The roads here are redone every year because of the lack of infrastructure and proper building materials.  We walk through mud and avoid potholes on the side of the road as we dodge the oncoming traffic from all sides. I was advised by my fellow volunteers to buy a face mask for the pollution and once we started walking I understood why.  I was hit by a cloud of fumes, smog, and dust and noticed that even the locals cover their mouths and noses with a scarf or a face mask.
I ended my day with some momos, Nepali dumplings :) they were so delicious! And cheap! Tomorrow starts my first day of work with research about the trafficking situation in Nepal and developing a plan of action for community education. And tonight will be my first night with my first of three host families...
Not going to lie, this is my first blog so bear with me if my posts are jumbled and if my writing is not the best.
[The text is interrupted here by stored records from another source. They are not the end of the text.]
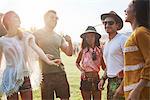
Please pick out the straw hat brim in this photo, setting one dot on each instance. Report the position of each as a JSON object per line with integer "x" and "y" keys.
{"x": 120, "y": 21}
{"x": 90, "y": 31}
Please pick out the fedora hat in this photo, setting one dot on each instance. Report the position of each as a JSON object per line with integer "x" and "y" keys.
{"x": 115, "y": 16}
{"x": 90, "y": 29}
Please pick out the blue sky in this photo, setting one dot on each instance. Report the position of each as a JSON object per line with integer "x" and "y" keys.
{"x": 74, "y": 15}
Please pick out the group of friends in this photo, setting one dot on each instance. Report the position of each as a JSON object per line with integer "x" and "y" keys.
{"x": 125, "y": 60}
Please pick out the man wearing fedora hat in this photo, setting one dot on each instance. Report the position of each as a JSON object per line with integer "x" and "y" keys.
{"x": 91, "y": 59}
{"x": 113, "y": 53}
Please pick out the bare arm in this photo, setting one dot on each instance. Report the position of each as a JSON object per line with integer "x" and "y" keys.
{"x": 0, "y": 56}
{"x": 78, "y": 61}
{"x": 103, "y": 64}
{"x": 68, "y": 50}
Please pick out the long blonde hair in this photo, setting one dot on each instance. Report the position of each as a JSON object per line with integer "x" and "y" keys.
{"x": 6, "y": 21}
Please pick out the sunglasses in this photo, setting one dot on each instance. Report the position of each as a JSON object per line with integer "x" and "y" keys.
{"x": 93, "y": 55}
{"x": 108, "y": 22}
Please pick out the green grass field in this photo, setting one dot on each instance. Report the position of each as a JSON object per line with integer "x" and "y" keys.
{"x": 73, "y": 75}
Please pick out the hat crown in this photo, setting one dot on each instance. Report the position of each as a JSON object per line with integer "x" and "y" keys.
{"x": 112, "y": 12}
{"x": 91, "y": 28}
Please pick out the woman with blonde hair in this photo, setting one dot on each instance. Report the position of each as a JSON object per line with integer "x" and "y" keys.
{"x": 16, "y": 46}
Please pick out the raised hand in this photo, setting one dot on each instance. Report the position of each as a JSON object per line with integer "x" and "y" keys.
{"x": 67, "y": 38}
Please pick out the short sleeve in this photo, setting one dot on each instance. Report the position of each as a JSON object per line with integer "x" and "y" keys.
{"x": 143, "y": 42}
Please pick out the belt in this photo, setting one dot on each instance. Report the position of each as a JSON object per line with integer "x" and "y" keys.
{"x": 91, "y": 74}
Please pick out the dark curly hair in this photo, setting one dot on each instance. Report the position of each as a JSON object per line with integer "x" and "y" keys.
{"x": 84, "y": 43}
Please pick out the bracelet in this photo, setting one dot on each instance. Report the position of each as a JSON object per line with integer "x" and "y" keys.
{"x": 103, "y": 78}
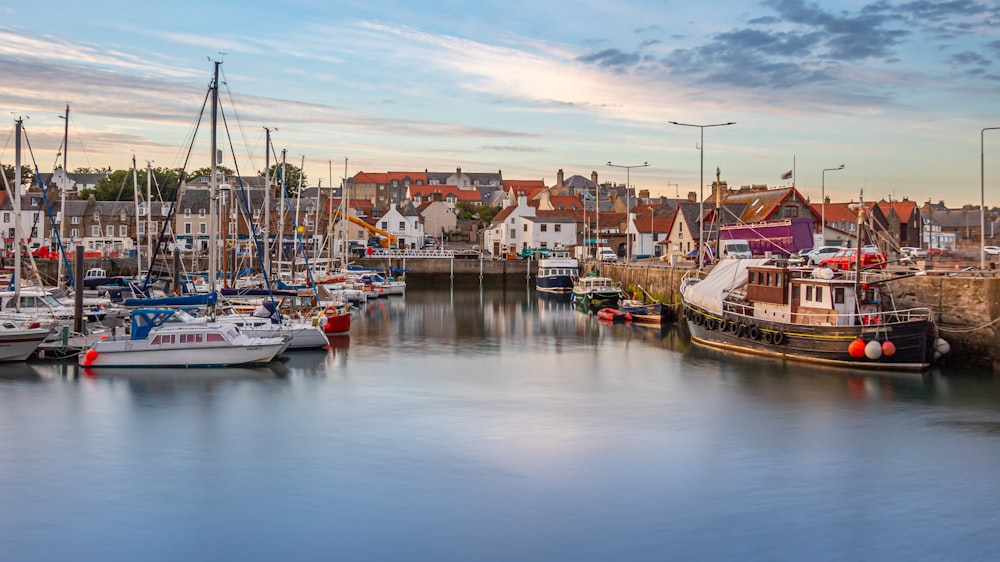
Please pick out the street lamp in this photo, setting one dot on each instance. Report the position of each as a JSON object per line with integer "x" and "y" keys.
{"x": 701, "y": 181}
{"x": 628, "y": 206}
{"x": 822, "y": 194}
{"x": 982, "y": 197}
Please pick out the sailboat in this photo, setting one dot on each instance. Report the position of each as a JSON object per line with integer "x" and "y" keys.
{"x": 841, "y": 318}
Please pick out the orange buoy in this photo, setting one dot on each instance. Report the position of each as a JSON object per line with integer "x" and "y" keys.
{"x": 857, "y": 348}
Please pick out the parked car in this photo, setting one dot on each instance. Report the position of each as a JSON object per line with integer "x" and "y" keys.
{"x": 821, "y": 253}
{"x": 847, "y": 258}
{"x": 800, "y": 257}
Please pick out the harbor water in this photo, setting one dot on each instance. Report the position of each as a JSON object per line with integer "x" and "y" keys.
{"x": 471, "y": 424}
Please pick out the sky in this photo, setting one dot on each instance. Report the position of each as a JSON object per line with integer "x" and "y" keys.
{"x": 896, "y": 91}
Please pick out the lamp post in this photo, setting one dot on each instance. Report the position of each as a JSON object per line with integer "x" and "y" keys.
{"x": 701, "y": 182}
{"x": 628, "y": 206}
{"x": 982, "y": 197}
{"x": 822, "y": 195}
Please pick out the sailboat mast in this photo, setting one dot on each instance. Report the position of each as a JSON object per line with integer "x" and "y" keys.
{"x": 19, "y": 123}
{"x": 62, "y": 195}
{"x": 135, "y": 201}
{"x": 149, "y": 214}
{"x": 213, "y": 185}
{"x": 265, "y": 264}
I'm practicing!!


Saturday, September 13, 2014

Two Days 'til Takeoff


As an Anthropology major, it took me a long time to figure out what I was passionate about, besides the fact that knew I wanted to travel and help people.  It wasn't until I read the incredible book Half the Sky by Nicholas Kristof that I realized I was inspired by the stories of women who were able to break free from their everyday struggles to make a difference in their community, but also saddened by the many stories of women and girls who are not able to break free and who suffer everyday simply because of their gender.  I feel so lucky to have the opportunity to go to Nepal and work on a women's empowerment project, and more specifically focusing on anti-trafficking efforts.  Human slavery is one of the most unsettling and unacceptable issues of our time and though it is daunting, I am so excited to be able to volunteer for a cause that I am passionate about and to take that passion out of the classroom and into the real world.
I leave for my trip in less than two days, and though I can't stop thinking about how awesome it is that I am fulfilling my dream to travel and make a difference I am also thinking about all the friends and family I am leaving behind.  With butterflies in my stomach, I attempt to suppress my nerves, and take off to my new home for the next 12 weeks.